Milano, 08 February 2005

Banca Intesa’s Board of  Directors met today and verified also on the basis of the information provided by each interested party that nine Non-executive independent directors sit on the Board itself: Giovanni Ancarani, Francesco Arcucci, Benito Benedini, Giampio Bracchi, Alfonso Desiata, Giancarlo Forestieri, Paolo Fumagalli, Giangiacomo Nardozzi and Eugenio Pavarani.


Moreover, the Board formed an Internal Audit Committee setting forth that it is made up of three Non-executive directors, two of which at least are to be independent.


On first appointment three independent directors have been nominated to these posts: Pavarani (as chairman), Ancarani and Desiata.


In compliance with the recommendations contained in the Corporate governance code of listed companies the Committee - which will act in support of the Board of Directors   with analysis, advising and proposal tasks - will have in particular the following functions:

  • assisting the Board of Directors in setting the guidelines and periodically checking the adequacy and functioning of the internal auditing system, also ensuring that the main company risks (credit, financial and operational) are identified and properly managed, in coordination with the company functions involved;
  • assessing the work programme drawn up by the persons in charge of internal control and receive their periodical reports;  
  • assessing, together with the Head of Administration  and the external auditors, the adequacy of the accounting principles adopted and their uniformity with a view  to the preparation of the consolidated financial statements;
  • reporting to the Board on its activities and the adequacy of the internal auditing system at least once every six months, at the time the full and half-yearly financial statements are approved.

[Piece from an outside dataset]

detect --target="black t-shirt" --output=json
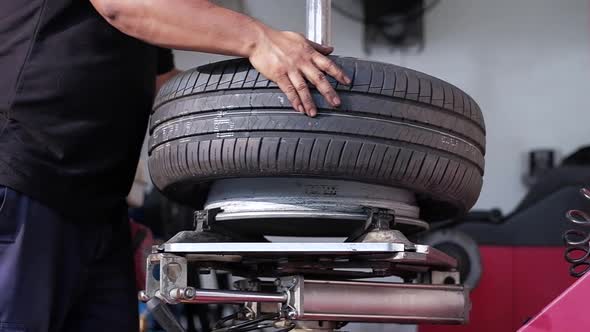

The Committee can be consulted not only on evaluation of transactions with related parties but also on operations involving, directly or indirectly, conflicts of interest.


The Chairman of the Statutory Auditors or another Auditor appointed by the former and the Head of Internal auditing will take part in the Committee meetings. Moreover the Managing Director and other Managers can be asked to join the Committee meetings depending on the issues on the agenda.


The Internal Audit Committee has also been attributed tasks and functions of the Supervisory Bodies pursuant to Legislative Decree 231/2001 concerning the administrative responsibility of companies.